Letter of Intent (LOI)
A Letter of Intent is a document drafted either by your or your potential landlord that expresses your seriousness about proceeding with negotiations for the space. It is not necessarily legally binding, like a lease, but lays out some of the basic terms you have discussed with your landlord and outlines a preliminary commitment to the space.
It may be a good idea to draft an LOI and share it with your landlord after some initial negotiation but before signing the lease, so that you can take the time to check with Zoning and make sure your business is allowed at that location.
Draft and sign the lease
Once you have confirmed your location with zoning and have come to an agreement on the terms of your lease with the landlord, your landlord will draft a lease and you will sign it. Landlords often have a lease template they use and will fill it in with the terms you agree on. Make sure you review the lease carefully before signing to make sure it reflects what you discussed with the landlord.
Professionals who can help
It's always a good idea to consult with a professional or an experienced mentor who can help make sure you're considering all of the angles.
Commercial brokers work on commission which means they represent you in the negotiations. They help negotiate the lease terms such as who will be responsible for repairs, taxes, common area expenses, etc.
Brokers are not allowed, by law, to render legal advice, and a lease is a legal contract. Brokers only get paid if and when a lease is signed. Consider using a different commercial broker than the one representing the landlord. Avoid using a residential real estate agent to negotiate a commercial lease for you.

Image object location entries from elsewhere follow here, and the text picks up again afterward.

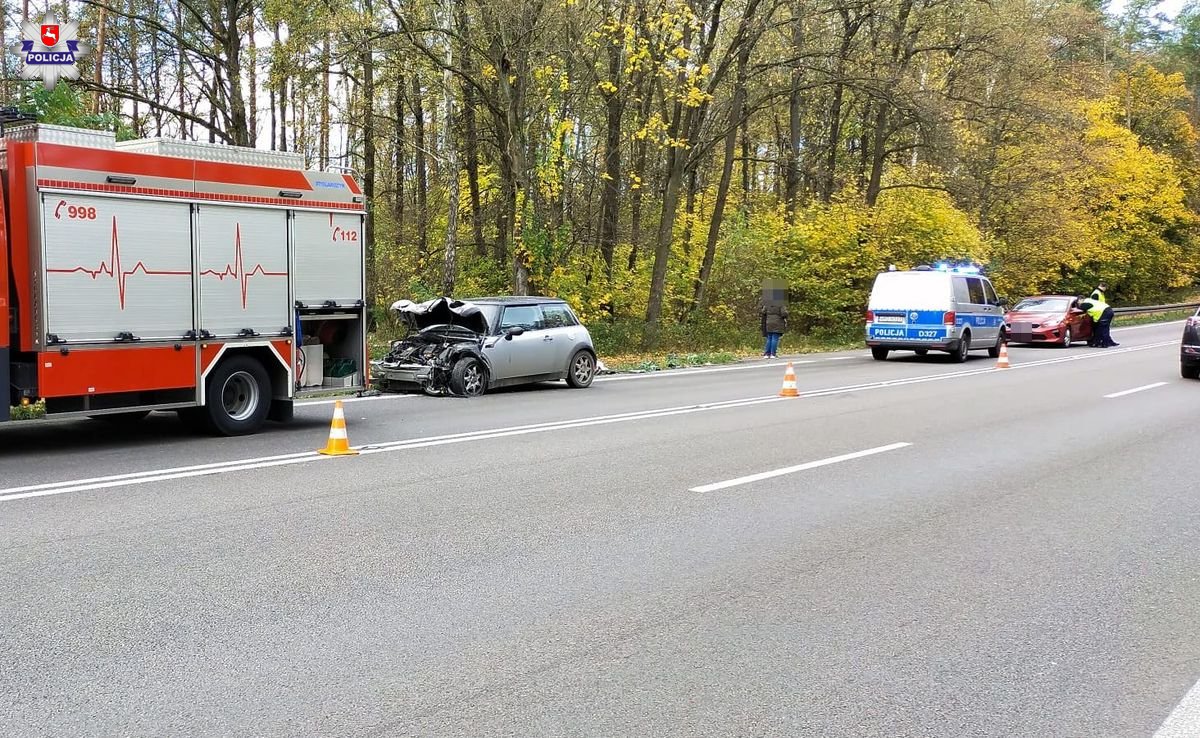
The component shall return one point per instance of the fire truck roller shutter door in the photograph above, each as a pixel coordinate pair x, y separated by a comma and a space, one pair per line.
117, 265
244, 270
328, 257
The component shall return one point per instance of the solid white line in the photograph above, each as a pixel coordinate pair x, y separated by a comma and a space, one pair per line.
703, 371
137, 478
1185, 719
1137, 389
804, 467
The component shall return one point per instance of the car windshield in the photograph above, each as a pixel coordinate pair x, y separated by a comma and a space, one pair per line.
1049, 305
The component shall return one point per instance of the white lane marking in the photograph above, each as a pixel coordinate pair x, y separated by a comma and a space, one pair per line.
79, 485
1137, 389
804, 467
1185, 719
703, 371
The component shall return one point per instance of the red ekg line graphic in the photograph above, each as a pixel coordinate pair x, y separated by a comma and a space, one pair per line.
238, 270
113, 268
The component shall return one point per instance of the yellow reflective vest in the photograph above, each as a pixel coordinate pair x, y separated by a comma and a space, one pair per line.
1096, 309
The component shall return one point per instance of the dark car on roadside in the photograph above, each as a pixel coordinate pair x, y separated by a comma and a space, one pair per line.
1189, 348
1048, 319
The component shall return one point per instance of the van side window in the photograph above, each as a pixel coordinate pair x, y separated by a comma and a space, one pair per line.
961, 295
975, 286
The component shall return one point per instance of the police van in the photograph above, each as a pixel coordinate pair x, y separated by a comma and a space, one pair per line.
943, 309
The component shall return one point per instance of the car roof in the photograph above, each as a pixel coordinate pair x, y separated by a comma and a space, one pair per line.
515, 300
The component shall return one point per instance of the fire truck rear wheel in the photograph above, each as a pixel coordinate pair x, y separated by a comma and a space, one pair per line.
239, 396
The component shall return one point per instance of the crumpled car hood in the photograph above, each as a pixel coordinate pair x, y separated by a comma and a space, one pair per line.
439, 311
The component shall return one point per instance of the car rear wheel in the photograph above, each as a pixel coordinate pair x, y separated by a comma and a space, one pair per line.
582, 370
964, 348
467, 378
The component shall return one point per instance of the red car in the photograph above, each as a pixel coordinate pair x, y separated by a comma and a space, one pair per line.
1048, 319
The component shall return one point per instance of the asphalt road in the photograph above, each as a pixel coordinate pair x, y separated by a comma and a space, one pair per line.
910, 549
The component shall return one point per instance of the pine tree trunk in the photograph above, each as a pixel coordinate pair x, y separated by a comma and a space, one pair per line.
369, 160
97, 75
423, 177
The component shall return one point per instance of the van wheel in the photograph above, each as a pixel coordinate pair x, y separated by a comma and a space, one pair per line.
238, 397
964, 348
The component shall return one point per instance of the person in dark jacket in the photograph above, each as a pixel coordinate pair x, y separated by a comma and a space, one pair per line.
774, 325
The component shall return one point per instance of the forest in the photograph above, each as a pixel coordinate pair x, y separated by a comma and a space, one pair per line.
654, 161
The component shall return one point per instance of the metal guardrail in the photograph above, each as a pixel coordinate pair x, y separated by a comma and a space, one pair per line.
1155, 309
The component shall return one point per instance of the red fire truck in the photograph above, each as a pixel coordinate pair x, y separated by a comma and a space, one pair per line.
219, 282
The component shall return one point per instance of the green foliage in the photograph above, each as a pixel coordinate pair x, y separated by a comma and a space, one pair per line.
28, 412
66, 106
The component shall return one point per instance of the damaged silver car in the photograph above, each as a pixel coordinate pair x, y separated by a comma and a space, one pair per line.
467, 347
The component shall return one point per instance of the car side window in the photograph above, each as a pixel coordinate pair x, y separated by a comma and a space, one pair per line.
975, 286
523, 316
557, 316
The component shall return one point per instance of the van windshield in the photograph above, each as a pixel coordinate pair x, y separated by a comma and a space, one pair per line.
911, 291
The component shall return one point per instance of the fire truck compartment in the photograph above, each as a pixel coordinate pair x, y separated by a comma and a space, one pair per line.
343, 354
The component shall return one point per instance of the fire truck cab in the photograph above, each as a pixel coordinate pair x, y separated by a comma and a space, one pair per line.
219, 282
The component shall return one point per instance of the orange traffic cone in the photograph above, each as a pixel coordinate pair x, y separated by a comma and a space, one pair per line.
789, 383
339, 443
1003, 357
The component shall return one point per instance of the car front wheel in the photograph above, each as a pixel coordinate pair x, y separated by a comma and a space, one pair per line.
582, 370
467, 378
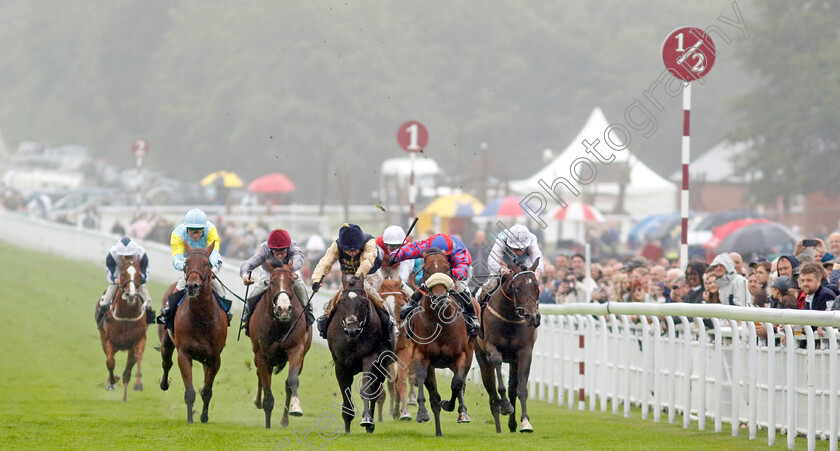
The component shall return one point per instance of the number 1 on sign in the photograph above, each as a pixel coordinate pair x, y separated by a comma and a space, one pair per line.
412, 133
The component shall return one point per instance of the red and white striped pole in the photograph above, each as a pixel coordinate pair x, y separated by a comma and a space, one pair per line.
686, 152
581, 394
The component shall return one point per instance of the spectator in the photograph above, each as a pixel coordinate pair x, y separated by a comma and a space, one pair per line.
694, 277
738, 262
733, 286
814, 296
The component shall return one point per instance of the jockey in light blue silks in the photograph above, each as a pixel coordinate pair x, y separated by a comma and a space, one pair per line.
198, 233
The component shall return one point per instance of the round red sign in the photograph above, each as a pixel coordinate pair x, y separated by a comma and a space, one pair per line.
412, 136
688, 53
139, 147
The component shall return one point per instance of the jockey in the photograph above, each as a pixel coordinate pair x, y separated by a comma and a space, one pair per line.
198, 232
515, 246
125, 247
459, 262
391, 239
278, 250
356, 253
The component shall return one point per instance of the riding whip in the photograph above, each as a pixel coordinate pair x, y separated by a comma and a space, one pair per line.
308, 306
242, 317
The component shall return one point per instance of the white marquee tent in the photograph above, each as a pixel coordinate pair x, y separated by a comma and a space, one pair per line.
646, 193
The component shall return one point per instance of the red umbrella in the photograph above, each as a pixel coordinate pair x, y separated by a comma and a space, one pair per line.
721, 232
272, 183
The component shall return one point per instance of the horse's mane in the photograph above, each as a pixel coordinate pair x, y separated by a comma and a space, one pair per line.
433, 251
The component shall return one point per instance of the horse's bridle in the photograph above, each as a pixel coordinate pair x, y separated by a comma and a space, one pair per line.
200, 275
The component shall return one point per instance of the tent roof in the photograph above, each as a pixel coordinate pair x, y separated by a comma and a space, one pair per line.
402, 166
642, 178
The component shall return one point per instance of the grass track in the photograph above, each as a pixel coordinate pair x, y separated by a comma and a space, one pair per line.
53, 374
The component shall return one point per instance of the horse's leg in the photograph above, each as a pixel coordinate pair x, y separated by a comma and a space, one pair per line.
166, 350
434, 397
295, 359
345, 383
110, 362
139, 348
185, 364
370, 391
264, 386
524, 367
420, 370
514, 387
488, 377
129, 365
210, 370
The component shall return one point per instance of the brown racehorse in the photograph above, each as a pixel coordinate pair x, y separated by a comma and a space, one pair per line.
271, 321
391, 293
510, 320
125, 326
355, 340
440, 341
200, 330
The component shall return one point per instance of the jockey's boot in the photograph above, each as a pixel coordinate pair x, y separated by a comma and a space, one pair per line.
167, 312
470, 318
411, 305
250, 305
388, 328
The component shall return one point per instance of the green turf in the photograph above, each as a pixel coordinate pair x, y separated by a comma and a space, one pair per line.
53, 376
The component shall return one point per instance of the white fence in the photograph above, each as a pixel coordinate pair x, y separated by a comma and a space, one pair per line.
720, 373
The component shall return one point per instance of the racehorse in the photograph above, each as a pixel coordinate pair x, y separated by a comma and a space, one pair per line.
200, 330
440, 341
124, 328
271, 321
355, 341
391, 293
510, 320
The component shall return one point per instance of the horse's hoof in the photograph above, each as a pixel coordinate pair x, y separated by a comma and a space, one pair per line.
423, 417
526, 426
506, 408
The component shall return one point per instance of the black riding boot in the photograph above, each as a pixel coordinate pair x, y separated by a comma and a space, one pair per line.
250, 305
470, 317
167, 312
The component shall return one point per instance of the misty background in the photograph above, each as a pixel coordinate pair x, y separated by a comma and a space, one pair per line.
317, 90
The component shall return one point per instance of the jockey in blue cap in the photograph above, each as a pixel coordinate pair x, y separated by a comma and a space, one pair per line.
357, 255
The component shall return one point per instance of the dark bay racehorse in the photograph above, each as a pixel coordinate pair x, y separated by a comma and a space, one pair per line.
124, 328
355, 341
391, 293
272, 319
440, 341
510, 319
200, 331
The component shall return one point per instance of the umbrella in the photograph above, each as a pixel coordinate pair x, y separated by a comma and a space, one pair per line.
723, 231
506, 206
718, 219
272, 183
454, 206
579, 212
758, 237
229, 179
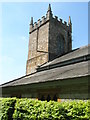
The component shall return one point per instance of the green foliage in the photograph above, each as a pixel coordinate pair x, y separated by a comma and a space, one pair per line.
7, 108
27, 109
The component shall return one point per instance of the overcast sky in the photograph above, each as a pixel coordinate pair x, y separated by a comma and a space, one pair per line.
15, 31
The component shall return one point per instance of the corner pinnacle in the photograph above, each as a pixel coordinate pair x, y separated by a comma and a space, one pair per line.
49, 7
69, 21
31, 21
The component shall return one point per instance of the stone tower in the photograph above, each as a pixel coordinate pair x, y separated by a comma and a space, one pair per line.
49, 38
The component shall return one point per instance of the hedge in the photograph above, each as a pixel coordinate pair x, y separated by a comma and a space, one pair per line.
27, 109
7, 108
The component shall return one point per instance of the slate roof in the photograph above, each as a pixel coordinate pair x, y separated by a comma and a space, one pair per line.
62, 69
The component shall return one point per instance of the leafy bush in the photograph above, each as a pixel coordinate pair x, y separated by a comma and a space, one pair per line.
27, 109
7, 108
78, 110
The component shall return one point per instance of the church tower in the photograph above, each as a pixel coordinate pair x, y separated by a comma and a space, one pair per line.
49, 38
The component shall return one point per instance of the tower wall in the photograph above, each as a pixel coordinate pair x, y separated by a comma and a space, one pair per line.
48, 39
59, 42
38, 47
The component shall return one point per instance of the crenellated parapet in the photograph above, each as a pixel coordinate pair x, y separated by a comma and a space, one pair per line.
48, 17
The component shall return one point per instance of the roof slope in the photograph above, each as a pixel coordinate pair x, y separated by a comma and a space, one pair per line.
76, 69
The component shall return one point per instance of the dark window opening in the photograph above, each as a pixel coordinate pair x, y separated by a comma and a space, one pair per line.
55, 98
42, 98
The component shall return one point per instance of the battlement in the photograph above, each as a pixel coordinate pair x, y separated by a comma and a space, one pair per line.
48, 17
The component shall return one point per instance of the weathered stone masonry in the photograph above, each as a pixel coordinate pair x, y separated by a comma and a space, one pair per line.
48, 39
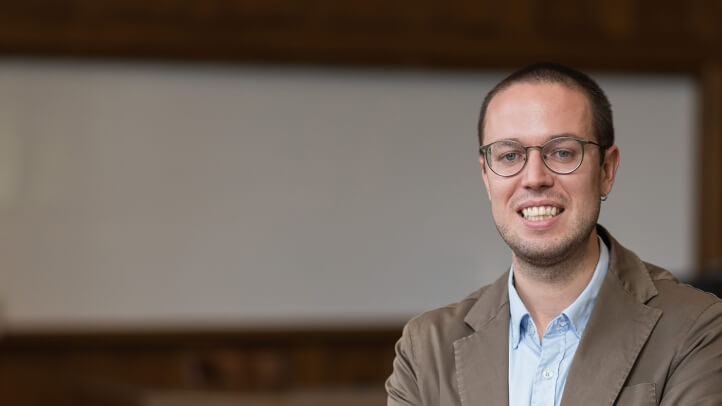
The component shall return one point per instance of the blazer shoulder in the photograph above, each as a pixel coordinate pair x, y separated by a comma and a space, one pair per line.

The Minnesota Commercial Association of Real Estate (MNCAR) is the professional association of commercial real estate brokers in Minnesota.
Real estate lawyer
Retail leases are detailed, complex legal documents. Having a leasing specialist look it over will protect your interest. They will help with the lease review, interpretation, and negotiation. Leases are legal documents and can be confusing and full of jargon that obscures meaning. A good real estate lawyer can read and interpret these legal documents, and help negotiate lease clauses that could be harmful to you.
Technical Assistance Provider
The City’s Business Technical Assistance Program (B-TAP) partners with nonprofit organizations throughout the city to provide free technical assistance and business consultation to small business owners. Staff of these organizations are prepared to answer your questions about many aspects of your business, including the lease negotiation process.